3

I can scp just fine from local to remove by doing:

scp trip3.csv [email protected]:/home/pi/

But when I try to do remote to local it says no such file or directory:

scp [email protected]:/home/pi/trip3.csv /Users/andrew/Desktop

When i try scp [email protected]:/home/pi/image.jpg ~ it asks for my remote password and shows that the transfer went through, but i can't find the file on my local machine.

Any thoughts?


This is where I am now:

step 1 - ssh into remote host

step 2 - sudo scp [email protected]:image.jpg ~ which gives this response: [email protected]'s password:

step 3 - i enter the correct password which gives this: image.jpg 100% 163KB 162.7KB/s 00:00

step 4 - on local machine i do cd ~ followed by ls | grep image.jpg which does not give any output just a new command line

8
  • You scp'd from local to remote and are searching for the file in local? O.o
    – muru
    Feb 4, 2015 at 4:22
  • @muru according to this, i thought i had the right formatting hypexr.org/linux_scp_help.php do you know how i can this properly?
    – metersk
    Feb 4, 2015 at 4:25
  • Ok, help me understand this. Call one system A, the other B. You SSH'd from A to B - irrelevant. Then you scp'd from A to B on B. Therefore a file is now on B. You are looking for the file on A. Am I right?
    – muru
    Feb 4, 2015 at 4:27
  • @muru System A is my Laptop, System B is my Raspberry Pi: I ssh'd from A into B. I have a file on B that I want on A. I thought I was scp'ing from B to A, hence me looking for the file on A.
    – metersk
    Feb 4, 2015 at 4:39
  • The general syntax is: scp source[s] target. So try: scp ~/image.jpg pi@...:...
    – muru
    Feb 4, 2015 at 4:44

2 Answers 2

9

You have a pretty fundamental mis-understanding of how scp works.

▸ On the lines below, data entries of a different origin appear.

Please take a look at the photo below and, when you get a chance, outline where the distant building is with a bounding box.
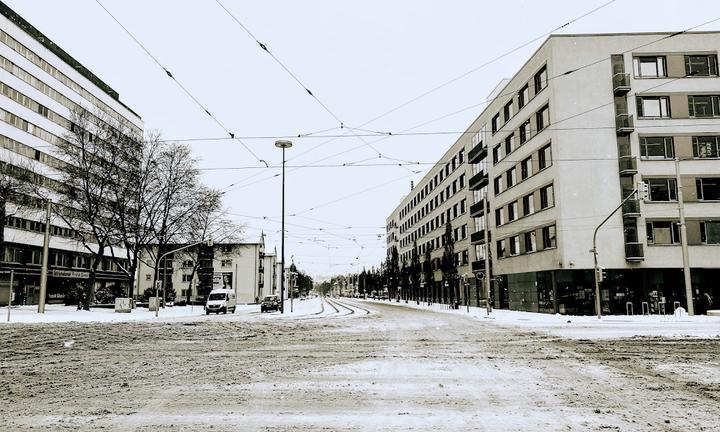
[136,237,276,304]
[0,1,143,305]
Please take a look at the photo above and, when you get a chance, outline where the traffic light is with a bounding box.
[637,181,649,201]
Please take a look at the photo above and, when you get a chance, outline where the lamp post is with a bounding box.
[275,139,292,314]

Assuming "local" is where you want the file to end up, and "remote" is where the file is now, do this:

scp user@remote:/path/to/file.name ~

~ can be replaced with where ever you want the file to go on local.

DO NOT ssh to remote first. When you ssh to remote then run that command you are effectively copy the file from remote to remote, which is not what you want.

Do what you are doing, but skip step 1. Run the scp from bash/terminal on your local machine, don't ssh to remote first.

(deleting my other answer as it is no longer relevant)

1
  • Dude you saved my life and also saved me from doing hours of research. Thanks a lot. I was trying to scp from inside the server and saying myself why the commands are not working!!
    – Neptune
    Oct 5, 2022 at 13:32
0

Your address 192.168.x.y indicates you may be going out through NAT/firewall. While it's possible to go out through NAT that is not the case to other direction. Coming back is possible if you open ssh connection first using such a parameter that opening connection to reverse direction using existing connection is allowed.